Too, YA stories offer the butterflies-in-the-stomach excitement of first times that adult romances can’t sell as realistically. Everything is so much bigger, so much more deeply felt, when a person is going through it for the first time. I thoroughly enjoy the fact that YA books have the ability to give me that same thrill as I vicariously experience these first times all over again.

Caroline: I first got into YA as a sci-fi fan. The line between YA and non-YA sci-fi/fantasy has been blurry since long before “YA” became its own classification, and adult consumers in this area seem more open to reading about teen protagonists. Buffy the Vampire Slayer was set in a high school, for instance, and practically everybody in my generation read Harry Potter despite being much older than Harry. I also read YA as a teacher, with an eye towards requesting library orders and recommending books to students.

I don’t mind reading about young people in love. The idea of being a “teen” is a relatively modern and developed-world concept, so there are many settings in which HEAs, marriages, and other life-altering decisions are on the table. Contemporaries can fall into the trap of “too serious too soon,” but a good contemporary author is aware of this hazard and avoids it deftly. Yes, I’ve definitely rejected a YA contemporary for excessive navel-gazing and melodrama, but it was Catcher in the Rye, so let’s not assume that’s limited to romance.

Several YA trends and traits also coincidentally align with my preferences. First, the level of sex and violence is lower. I can enjoy explicit books, but “instalust” or “sex in lieu of relationship development” is such a common problem in my review books that it’s nice to pick up a book knowing in advance that at least one issue is off the table. I think the authors have to work harder to make the attraction believable. Second, YA books tend to come in trilogies or stand-alones, and even the trilogies typically follow the same couple. I really enjoy the lack of endless sequel-bait characters and the reassuring feeling that the conflicts will actually be resolved in my lifetime and not reopened arbitrarily because Hunky Male Teammate #17 needs his novel. Third, I enjoy the man-versus-society conflict type, and it’s a more natural fit for younger characters, who can be constrained by parents, laws, schools, etc. in ways that seem less plausible for older protagonists. This connects to my love of dystopias, sci-fi, and fantasy, which are dominant in YA.

I don’t know why YA seems to be in such a golden age right now. Perhaps there’s more money in YA since Harry Potter, and therefore the genre is drawing talent. There seem to be multiple YA movies coming out every few months, whereas I have yet to see a major studio release based on a romance novel. (Nicholas Sparks does not count). I find a high level of risk-taking with characters and settings in YA. I could tell you about novels set in feudal Japan, Roman Africa, or colonial Brazil, or starring Mexican gang members, scarred survivors of fairy wars, and good-guy bakers-next-door. The dedication shown by YA librarians to spending budgets to acquire diversity may have something to do with it

As has been said above, there are rotten apples in YA, and in some cases, my students love YA books which I found mediocre at best. But as the great philosopher Bret Michaels has also said, every genre has its thorns. Sturgeon’s Law states that 90% of everything is crap, in which case I think YA is batting significantly above average.

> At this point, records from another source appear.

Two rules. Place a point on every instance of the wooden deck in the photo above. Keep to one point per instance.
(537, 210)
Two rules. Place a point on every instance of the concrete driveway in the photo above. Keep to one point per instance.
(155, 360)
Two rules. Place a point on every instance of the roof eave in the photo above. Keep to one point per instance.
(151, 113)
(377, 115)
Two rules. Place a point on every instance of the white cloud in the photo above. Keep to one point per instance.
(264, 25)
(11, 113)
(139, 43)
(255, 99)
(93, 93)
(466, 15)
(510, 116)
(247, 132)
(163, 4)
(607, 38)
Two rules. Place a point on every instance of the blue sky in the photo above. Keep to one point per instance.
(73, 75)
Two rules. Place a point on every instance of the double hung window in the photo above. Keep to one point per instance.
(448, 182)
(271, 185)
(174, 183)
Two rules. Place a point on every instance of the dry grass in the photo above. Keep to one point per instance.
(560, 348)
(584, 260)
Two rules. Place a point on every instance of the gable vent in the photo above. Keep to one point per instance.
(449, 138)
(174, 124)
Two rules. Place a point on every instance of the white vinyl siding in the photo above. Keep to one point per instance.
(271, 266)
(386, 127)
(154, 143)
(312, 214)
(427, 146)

Over the next few months in a series of posts, we will be taking on specific sub-genres that fall under the vast umbrella of Young Adult. (Our first topic will be YA American Contemporaries). These won’t be traditional book reviews, but more of a comparison of reading experiences and an exploration of some of the “big issues” of the YA world. We hope that you’ll add to our conversation in the comments section, and also that you’ll offer titles you feel might be interesting to fellow YA readers. We’re looking forward to it!